Collaborative Content Moderation in the Fediverse
Haris Bin Zia, Aravindh Raman, Ignacio Castro, Gareth Tyson
TL;DR
This work tackles content moderation in the decentralized Fediverse, where individual instances must balance local policies with limited resources. It introduces FedMod, a peer-to-peer federated learning system that exchanges partially trained model parameters among similar instances to improve moderation without sharing raw posts. FedMod demonstrates robust improvements across three tasks—harmful content detection, bot content detection, and content warning assignment—achieving average per-instance macro-F1 scores around 0.71, 0.73, and 0.58, respectively, and shows how hashsim-based peer selection, scalable pre-sampling, and policy alignment affect performance. The approach highlights practical pathways for privacy-preserving, collaborative moderation in distributed social networks and outlines future work on reputation, longitudinal dynamics, and deployment with administrators.
Abstract
The Fediverse, a group of interconnected servers providing a variety of interoperable services (e.g. micro-blogging in Mastodon) has gained rapid popularity. This sudden growth, partly driven by Elon Musk's acquisition of Twitter, has created challenges for administrators though.

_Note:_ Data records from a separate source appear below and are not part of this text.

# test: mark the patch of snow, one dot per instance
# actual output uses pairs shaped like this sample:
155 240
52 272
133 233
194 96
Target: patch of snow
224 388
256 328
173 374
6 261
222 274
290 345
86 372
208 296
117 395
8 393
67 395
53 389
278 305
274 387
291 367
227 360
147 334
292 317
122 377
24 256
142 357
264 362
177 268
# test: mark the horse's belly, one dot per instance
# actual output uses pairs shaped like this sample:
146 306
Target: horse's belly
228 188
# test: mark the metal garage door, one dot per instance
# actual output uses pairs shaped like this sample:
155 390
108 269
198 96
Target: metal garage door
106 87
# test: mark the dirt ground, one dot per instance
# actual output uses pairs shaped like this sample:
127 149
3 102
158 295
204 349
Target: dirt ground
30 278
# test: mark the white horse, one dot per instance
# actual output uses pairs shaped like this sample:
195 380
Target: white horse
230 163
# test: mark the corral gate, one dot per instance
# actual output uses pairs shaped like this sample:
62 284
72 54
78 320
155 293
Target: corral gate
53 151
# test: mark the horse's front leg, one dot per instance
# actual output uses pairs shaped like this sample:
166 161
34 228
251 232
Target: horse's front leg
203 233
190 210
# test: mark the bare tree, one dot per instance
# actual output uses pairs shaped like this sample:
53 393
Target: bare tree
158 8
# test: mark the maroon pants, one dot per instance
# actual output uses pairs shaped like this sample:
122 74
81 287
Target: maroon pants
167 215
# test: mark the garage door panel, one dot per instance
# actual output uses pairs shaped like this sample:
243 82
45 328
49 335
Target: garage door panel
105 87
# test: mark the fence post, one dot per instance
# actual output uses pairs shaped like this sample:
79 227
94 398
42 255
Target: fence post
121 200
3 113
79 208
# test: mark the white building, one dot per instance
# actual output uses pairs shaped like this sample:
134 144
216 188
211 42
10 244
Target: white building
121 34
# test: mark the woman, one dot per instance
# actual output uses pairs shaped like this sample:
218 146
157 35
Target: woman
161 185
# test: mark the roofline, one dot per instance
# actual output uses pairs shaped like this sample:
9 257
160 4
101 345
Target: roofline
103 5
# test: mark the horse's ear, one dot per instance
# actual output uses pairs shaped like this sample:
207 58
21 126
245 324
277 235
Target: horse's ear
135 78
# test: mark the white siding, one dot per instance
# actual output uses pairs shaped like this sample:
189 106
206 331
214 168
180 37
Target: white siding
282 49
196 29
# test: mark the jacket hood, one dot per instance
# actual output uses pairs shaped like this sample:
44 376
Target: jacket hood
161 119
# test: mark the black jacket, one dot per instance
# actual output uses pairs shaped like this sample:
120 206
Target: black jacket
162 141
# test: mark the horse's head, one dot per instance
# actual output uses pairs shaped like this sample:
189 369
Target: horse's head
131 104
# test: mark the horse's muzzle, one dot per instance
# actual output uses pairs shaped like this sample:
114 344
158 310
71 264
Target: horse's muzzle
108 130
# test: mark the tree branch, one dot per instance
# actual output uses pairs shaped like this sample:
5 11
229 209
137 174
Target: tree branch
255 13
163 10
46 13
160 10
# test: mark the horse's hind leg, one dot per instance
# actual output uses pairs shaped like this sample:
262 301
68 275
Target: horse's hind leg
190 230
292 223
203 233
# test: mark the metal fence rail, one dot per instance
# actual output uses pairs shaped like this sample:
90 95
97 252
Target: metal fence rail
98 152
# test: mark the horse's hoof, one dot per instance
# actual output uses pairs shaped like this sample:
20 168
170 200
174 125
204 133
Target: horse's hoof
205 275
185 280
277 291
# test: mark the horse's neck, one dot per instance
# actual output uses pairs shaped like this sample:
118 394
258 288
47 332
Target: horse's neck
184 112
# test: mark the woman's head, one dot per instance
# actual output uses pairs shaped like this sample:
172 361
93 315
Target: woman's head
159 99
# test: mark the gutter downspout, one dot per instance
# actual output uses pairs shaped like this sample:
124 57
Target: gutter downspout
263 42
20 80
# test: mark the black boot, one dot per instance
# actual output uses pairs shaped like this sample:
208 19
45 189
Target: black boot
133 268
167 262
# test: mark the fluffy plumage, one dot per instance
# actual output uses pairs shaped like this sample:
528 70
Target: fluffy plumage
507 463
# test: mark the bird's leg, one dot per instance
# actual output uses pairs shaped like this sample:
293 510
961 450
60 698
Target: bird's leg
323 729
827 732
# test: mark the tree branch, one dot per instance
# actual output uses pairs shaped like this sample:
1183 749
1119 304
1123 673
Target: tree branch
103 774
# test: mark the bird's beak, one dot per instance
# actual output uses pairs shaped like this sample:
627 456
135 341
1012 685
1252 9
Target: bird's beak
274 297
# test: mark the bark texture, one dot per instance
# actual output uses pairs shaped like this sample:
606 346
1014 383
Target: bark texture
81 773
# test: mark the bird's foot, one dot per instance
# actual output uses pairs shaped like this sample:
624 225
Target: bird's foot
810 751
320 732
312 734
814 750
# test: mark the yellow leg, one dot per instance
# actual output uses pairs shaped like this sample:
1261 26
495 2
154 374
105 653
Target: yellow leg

This paper focuses on one particular challenge: content moderation, e.g. the need to remove spam or hate speech. While centralized platforms like Facebook and Twitter rely on automated tools for moderation, their dependence on massive labeled datasets and specialized infrastructure renders them impractical for decentralized, low-resource settings like the Fediverse. In this work, we design and evaluate FedMod, a collaborative content moderation system based on federated learning. Our system enables servers to exchange parameters of partially trained local content moderation models with similar servers, creating a federated model shared among collaborating servers. FedMod demonstrates robust performance on three different content moderation tasks: harmful content detection, bot content detection, and content warning assignment, achieving average per-server macro-F1 scores of 0.71, 0.73, and 0.58, respectively.